The CTA announced it was launching the next phase of its consultations on accessibility issues, saying it was looking to remove further barriers to travel across provincial or national borders.
StatCan, meanwhile, issued a report suggesting Canadian society’s understanding of disability is at odds with the realities experienced by the majority of those identifying as disabled.
Both agencies noted that their announcements came on the International Day of Persons with Disabilities, a United Nations initiative that began on Dec. 3, 1992.
In its call for public submissions, the CTA identified a handful of specific and sometimes polarizing topics on which it is particularly keen to receive feedback.
Those include the possible expansion of a policy often known as “one person one fare,” a rule that waives fees for those travelling alongside specific types of wheelchair users under particular conditions.
The policy currently only applies to domestic travel aboard flights with Canada’s major airlines, but the CTA said it’s seeking feedback on the idea of expanding it to include international travel and the country’s smaller air carriers.
The agency also explicitly requested feedback on how — if at all — airlines should accommodate emotional support animals or service animals other than dogs. The public is also invited to weigh in on how to apply accessibility regulations to small transportation providers, with consultations open until Feb. 7, 2020.
Shay Erlich, a hard-of-hearing, multiply disabled wheelchair user, said it’s high time for the “one person one fare” policy to be expanded.
The Toronto resident often travels with a business partner who also uses a wheelchair and is visually impaired, with the two acting as each other’s caregivers.
“We very frequently get challenged as each other’s support person,” Erlich said in a written interview. “People don’t expect that disabled people can be each other’s support person, and we frequently have to challenge the assumption that it is a way to scam the system.”
Erlich said the policy should be easier for disabled travellers to access, noting current rules require requests be made by phone — effectively shutting out those facing barriers to verbal communication.
Meanwhile in its report, titled “The Dynamics of Disability,” Statistics Canada focused on broader issues.
The report said that while most Canadians picture disabilities as static, stable conditions that do not change over time, the reality is very different for the majority of disabled Canadians. StatCan said 61 per cent of Canada’s 6.2 million disabled people over the age of 15 have a disability that fluctuates or evolves over time.
The report said societal attitudes and policies often do not reflect this fact.
“Simply the presence of an underlying health condition — in the absence of any other information — provides, at best, an incomplete picture of the actual experiences and challenges persons with disabilities may have in their day-to-day lives,” the report reads.
Constanza Farias, 27, said that lack of understanding affects all aspects of her life. Farias has been diagnosed with Ehlers-Danlos syndrome, a genetic connective tissue disorder.
She said a traditional conception of disability sets up standards and expectations that people with fluctuating disabilities are at times unable to meet.
School officials and prospective employers, for instance, may be inclined to question or withhold accommodations based on the fact that a person’s presentation or needs shift over time.
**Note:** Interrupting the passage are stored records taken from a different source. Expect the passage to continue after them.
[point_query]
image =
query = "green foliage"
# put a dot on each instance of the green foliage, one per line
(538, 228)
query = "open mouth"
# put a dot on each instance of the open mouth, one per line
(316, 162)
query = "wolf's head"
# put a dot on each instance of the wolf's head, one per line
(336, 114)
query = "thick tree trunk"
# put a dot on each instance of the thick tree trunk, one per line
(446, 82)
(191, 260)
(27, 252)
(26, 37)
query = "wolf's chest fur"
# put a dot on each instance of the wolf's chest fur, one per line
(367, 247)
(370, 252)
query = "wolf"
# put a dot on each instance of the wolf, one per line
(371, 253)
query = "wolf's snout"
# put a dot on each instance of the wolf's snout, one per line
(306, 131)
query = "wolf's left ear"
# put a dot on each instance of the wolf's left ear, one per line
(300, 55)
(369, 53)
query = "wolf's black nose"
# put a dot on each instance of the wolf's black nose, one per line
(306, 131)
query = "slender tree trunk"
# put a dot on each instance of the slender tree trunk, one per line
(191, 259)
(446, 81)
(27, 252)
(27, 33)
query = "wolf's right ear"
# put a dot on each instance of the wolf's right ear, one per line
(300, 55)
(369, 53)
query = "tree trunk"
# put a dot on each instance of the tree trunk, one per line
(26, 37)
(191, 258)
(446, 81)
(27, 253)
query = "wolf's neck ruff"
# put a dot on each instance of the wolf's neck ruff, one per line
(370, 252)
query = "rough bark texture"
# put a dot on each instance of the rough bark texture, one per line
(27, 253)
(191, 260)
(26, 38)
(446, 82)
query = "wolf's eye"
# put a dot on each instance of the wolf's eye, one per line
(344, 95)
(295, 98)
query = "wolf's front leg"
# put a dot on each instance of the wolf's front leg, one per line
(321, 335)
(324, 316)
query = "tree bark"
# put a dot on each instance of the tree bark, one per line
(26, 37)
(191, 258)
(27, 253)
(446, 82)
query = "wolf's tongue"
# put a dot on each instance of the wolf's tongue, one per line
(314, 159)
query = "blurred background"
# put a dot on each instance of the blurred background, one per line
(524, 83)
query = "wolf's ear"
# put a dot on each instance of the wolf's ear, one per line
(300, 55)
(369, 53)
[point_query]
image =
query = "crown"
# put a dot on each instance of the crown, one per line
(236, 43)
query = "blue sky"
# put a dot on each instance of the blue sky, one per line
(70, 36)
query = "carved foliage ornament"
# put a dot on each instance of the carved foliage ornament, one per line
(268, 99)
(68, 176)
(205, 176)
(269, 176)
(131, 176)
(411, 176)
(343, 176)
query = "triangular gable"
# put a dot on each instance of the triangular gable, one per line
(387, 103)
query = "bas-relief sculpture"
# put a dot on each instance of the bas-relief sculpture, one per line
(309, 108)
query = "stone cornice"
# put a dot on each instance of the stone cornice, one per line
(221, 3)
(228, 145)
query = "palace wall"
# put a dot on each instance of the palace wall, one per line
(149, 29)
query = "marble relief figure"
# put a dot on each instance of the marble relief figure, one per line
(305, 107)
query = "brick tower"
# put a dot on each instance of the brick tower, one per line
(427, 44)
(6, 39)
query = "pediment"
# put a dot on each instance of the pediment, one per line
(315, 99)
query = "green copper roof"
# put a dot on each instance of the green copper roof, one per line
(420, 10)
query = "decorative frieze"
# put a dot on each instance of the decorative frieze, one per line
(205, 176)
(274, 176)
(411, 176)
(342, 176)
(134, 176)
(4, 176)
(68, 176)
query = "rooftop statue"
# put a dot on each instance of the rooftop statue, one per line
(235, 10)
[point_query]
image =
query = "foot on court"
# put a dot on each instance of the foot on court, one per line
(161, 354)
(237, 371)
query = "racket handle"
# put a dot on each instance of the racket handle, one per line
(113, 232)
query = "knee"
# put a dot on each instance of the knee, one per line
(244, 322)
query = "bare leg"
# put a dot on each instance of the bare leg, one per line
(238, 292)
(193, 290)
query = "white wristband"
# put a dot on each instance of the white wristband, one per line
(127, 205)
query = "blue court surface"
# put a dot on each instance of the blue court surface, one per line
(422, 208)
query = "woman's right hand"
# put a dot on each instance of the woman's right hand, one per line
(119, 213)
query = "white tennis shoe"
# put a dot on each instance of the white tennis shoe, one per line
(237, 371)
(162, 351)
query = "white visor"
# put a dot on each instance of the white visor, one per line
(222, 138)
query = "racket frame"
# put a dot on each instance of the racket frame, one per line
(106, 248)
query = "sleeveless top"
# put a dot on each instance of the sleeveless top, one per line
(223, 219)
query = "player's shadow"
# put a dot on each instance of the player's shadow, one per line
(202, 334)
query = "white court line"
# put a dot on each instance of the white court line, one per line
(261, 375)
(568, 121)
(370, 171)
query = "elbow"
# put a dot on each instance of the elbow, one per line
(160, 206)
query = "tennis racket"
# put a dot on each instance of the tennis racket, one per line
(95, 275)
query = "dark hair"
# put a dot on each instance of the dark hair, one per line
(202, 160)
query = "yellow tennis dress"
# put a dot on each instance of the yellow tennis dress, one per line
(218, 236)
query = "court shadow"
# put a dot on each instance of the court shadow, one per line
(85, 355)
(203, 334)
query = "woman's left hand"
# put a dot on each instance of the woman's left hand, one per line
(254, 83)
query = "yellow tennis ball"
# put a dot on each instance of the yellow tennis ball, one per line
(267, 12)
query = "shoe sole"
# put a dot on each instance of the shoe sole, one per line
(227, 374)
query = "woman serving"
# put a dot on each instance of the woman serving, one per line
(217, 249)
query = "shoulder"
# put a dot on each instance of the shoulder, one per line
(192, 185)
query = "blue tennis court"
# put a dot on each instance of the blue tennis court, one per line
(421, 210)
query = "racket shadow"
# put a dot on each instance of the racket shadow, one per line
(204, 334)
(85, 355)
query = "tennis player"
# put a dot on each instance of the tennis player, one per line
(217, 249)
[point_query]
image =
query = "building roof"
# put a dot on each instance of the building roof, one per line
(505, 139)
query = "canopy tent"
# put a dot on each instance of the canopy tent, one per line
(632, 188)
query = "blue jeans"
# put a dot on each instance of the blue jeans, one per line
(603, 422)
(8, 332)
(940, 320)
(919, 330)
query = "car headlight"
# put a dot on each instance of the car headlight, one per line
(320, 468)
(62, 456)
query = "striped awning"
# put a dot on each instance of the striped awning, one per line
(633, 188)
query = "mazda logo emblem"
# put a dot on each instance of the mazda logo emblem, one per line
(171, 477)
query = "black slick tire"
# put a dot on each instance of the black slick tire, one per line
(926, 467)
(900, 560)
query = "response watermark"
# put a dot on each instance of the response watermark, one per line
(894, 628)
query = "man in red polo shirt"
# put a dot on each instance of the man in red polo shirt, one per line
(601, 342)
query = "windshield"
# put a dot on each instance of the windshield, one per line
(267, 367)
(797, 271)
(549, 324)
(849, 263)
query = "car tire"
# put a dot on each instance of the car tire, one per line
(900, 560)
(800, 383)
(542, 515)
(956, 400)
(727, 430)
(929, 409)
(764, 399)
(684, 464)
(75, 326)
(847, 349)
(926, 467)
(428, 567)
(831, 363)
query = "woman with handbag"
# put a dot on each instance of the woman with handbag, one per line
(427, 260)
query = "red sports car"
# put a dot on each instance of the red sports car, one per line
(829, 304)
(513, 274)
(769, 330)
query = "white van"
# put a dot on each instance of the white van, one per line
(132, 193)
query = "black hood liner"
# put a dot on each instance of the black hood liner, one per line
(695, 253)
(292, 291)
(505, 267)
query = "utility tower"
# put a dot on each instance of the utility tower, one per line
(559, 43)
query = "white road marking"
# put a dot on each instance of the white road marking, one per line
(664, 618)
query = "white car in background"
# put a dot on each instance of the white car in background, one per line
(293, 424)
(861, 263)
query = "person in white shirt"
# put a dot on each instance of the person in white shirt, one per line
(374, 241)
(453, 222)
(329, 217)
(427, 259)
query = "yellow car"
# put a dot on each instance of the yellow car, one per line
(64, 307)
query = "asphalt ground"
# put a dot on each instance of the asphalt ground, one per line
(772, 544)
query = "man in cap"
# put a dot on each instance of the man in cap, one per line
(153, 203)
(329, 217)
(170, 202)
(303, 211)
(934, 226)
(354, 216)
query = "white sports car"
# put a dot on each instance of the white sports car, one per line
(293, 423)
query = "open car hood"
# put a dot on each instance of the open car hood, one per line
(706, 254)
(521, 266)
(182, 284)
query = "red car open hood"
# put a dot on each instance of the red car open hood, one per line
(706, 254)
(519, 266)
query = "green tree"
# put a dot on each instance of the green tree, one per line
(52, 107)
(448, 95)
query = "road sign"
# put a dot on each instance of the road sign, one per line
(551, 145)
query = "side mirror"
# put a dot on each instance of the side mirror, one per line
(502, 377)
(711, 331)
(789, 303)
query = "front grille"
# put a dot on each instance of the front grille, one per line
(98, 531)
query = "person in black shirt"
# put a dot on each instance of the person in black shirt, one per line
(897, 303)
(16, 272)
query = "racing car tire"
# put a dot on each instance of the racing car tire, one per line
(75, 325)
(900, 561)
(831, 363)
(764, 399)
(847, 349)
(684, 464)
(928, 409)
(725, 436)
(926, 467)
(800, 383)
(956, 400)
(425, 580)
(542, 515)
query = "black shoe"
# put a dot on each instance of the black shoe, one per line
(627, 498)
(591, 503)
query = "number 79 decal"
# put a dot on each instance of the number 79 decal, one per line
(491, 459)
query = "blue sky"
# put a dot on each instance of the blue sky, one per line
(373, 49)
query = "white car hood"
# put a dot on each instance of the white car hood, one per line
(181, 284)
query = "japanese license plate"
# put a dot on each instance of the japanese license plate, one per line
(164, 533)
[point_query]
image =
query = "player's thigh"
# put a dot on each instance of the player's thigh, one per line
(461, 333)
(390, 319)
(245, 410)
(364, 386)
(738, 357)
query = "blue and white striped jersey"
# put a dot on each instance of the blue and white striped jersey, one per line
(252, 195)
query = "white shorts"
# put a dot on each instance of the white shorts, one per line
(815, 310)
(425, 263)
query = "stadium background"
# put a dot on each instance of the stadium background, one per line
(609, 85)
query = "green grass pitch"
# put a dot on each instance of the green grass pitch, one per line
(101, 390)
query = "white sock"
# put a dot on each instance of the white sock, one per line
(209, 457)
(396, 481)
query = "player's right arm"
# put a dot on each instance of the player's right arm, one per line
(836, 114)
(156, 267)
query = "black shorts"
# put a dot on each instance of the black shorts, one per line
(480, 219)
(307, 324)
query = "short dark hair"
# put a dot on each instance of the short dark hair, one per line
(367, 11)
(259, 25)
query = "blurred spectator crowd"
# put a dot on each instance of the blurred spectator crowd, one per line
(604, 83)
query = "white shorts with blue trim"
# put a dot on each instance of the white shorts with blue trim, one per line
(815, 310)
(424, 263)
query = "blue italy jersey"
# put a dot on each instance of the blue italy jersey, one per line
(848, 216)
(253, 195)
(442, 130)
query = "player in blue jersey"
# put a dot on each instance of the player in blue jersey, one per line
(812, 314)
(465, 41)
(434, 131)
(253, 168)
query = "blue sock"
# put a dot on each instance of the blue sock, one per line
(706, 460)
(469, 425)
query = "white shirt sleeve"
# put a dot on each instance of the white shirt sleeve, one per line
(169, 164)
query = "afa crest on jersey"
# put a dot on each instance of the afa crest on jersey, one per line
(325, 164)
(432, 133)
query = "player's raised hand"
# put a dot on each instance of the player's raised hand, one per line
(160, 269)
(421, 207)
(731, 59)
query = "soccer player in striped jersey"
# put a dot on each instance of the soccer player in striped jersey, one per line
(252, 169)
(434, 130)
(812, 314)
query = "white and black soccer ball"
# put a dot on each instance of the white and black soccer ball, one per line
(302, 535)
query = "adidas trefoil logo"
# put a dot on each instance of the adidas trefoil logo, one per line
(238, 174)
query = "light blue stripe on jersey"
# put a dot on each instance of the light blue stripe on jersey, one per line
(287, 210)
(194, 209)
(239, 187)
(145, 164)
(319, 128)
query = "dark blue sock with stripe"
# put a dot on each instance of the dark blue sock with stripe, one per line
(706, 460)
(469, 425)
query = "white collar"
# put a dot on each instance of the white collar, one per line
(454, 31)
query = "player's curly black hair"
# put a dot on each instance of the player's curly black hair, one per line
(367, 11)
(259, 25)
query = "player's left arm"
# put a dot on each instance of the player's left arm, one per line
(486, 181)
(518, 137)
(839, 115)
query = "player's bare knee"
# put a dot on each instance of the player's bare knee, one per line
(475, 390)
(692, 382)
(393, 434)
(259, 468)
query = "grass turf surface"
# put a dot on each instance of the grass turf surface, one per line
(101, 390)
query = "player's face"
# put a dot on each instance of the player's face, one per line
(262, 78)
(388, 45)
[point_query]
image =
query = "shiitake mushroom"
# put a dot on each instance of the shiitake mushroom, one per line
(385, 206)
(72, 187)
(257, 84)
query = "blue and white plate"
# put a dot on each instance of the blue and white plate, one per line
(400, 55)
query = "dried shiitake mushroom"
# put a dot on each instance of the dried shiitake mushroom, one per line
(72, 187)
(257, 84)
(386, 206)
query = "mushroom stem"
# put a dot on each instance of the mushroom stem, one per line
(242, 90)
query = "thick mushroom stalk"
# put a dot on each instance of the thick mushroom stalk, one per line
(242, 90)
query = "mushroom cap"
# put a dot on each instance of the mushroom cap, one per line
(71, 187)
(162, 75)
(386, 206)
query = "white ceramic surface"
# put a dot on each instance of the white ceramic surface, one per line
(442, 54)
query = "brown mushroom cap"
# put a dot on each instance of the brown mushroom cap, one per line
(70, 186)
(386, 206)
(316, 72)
Those expectations spill over to other realms as well, she said, citing doctors who struggled for years to diagnose her variable symptoms, as well as social situations in which her inability to predict her condition on a given day left her facing greater exclusion.
“It permeates absolutely every area of your life,” Farias said. “You’re kind of stuck in trying to fit into these boxes. The dynamic of having a disability that’s invisible and not very well understood means that you’re too disabled for certain things, and for others not disabled enough.”